You also claim that "these approaches are not AI". That's a "No True Scottsman" right there. Except there really is no True Scottsman (i.e. "AI" in the sense you use it)- ask Yoshua Bengio:

Bengio: In terms of how much progress we’ve made in this work over the last two decades: I don’t think we’re anywhere close today to the level of intelligence of a two-year-old child. But maybe we have algorithms that are equivalent to lower animals, for perception. And we’re gradually climbing this ladder in terms of tools that allow an entity to explore its environment.

Spectrum: Will any of these ideas be used in the real world anytime soon?

Bengio: No. This is all very basic research using toy problems. That’s fine, that’s where we’re at. We can debug these ideas, move on to new hypotheses. This is not ready for industry tomorrow morning.

https://spectrum.ieee.org/tech-talk/artificial-intelligence/...

Or, you know, ask any AI researcher :)

Edit: Which "GOFAI" conferences are majority NNs? What period are we talking about?

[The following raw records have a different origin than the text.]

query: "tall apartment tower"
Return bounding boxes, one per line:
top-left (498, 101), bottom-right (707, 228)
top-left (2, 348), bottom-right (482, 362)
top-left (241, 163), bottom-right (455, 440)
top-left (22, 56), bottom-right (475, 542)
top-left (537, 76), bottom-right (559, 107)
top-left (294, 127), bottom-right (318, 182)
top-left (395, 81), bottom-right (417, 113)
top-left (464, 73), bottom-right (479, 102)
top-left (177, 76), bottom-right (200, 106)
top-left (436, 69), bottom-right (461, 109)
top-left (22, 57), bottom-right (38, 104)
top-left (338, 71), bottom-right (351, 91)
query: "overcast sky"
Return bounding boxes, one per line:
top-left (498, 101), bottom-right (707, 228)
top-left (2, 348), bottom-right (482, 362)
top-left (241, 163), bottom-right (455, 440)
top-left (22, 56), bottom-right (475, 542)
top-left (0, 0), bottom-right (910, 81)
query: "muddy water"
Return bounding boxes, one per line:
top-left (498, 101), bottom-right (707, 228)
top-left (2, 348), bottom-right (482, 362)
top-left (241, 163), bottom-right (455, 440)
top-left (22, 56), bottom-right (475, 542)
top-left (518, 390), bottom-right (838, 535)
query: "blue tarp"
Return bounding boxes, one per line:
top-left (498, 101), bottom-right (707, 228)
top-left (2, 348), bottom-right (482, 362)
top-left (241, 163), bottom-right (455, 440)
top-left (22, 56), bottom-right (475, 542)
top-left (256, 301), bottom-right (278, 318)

> For instance, you claimed that "GOFAI" successes just "aren't there" but I listed a few, like Deep Blue or MYCIN - and you didn't seem to have heard of these before (I'm more surprised about not knowning of Deep Blue than MYCIN).

At this point I think we're just hopelessly talking past each other. Of course I know about Deep Blue. I didn't know about MYCIN, but, like, “MYCIN was never actually used in practice”, so I don't feel particularly bad about missing that one.

But neither of those challenge my point. If you want to go back in time 30 years, then sure, if you want to be an AI expert, then you have to know GOFAI. That's what the ‘OF’ stands for.

> I know the literature. It's my job.

Yah I read the literature too. (Albeit it seems a very different subset.) That's not an argument though.

> Or, you know, ask any AI researcher :)

OpenAI is explicitly about the path to AGI, https://openai.com/about/.

DeepMind was also founded to tackle AGI (no source, sorry).

Geoffrey Hinton thinks NNs will get to AGI https://www.technologyreview.com/2020/11/03/1011616/ai-godfa....

Even in your own link, Yoshua Bengio is saying that this is a path to AGI, it's just not there yet.

> Which "GOFAI" conferences are majority NNs?

I said “historically GOFAI conferences”, so eg. AAAI.


But none of those sources says that e.g. search or planning are not AI fields. That was your original claim, if I'm not mistaken? Anyway it doesn't matter. It's a very strange thing to say and I was just trying to understand what made you say it- strictly out of curiousity.

I too can quote Hinton -from memory and without a link. I remember him saying that the next big thing in AI will come from a grad student who distrusts everything he (Hinton) has ever said. Unfortunately, I won't be that grad student- I haven't heard everything that Hinton has ever said.


I best summarized my claim when I said the following. Whether or not it's an ‘AI field’ is not very interesting to me, as long as the following holds.

---

Like, my point is not about whether you can find the odd person trying to solve intelligence with grammars, or what were GOFAI conferences still harbour GOFAI research in the corners, my point is that a) these approaches don't work as a way to actually tackle AI, the problem, b) the vast majority of the field does not take them as seriously as a method of doing so, regardless of other uses, and c) therefore it's natural, not ‘impossible’, to gain AI expertise without having much care for those parts of the field.


Well, a) is not known and b) and c) are not correct.